Johnny-Jump-Up or Heartsease
Common Name: Johnny-Jump-Up, Heartsease, Wild Pansy, Ladies' Delight, Jump-Up-And-Kiss-Me[1]
Scientific Name: Viola tricolor
Jefferson recorded sowing seeds of "Tricolor" at Shadwell, his boyhood home, on April 2, 1767.[2] It was grown in American gardens before 1700, although the first documented citation known is by John Lawson in History of Carolina (1718).[3] Native over large areas of Europe and western Asia, this ancestor of our modern pansy has many common names, including wild pansy, ladies' delight, and jump-up-and-kiss-me. The name "pansy" derives from the French word pensée, an analogy used by Ophelia in Shakespeare's Hamlet: "and there is pansies, that's for thoughts."[4] Darker forms, including types with nearly black petals, such as -€˜Black Violet' and -€˜Bowle's Black', were selected by the late 19th century.
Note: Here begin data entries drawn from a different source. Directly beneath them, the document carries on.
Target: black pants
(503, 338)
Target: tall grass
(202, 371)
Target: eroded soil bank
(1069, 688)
It is a hardy, spring-flowering perennial grown as an annual with charming, pansy-like flowers showing three colors in shades of purple, yellow, and white.
Footnotes
- ↑ This article is based on a Center for Historic Plants Information Sheet.
- ↑ Betts, Garden Book, 4. Manuscript and transcription at the Massachusetts Historical Society.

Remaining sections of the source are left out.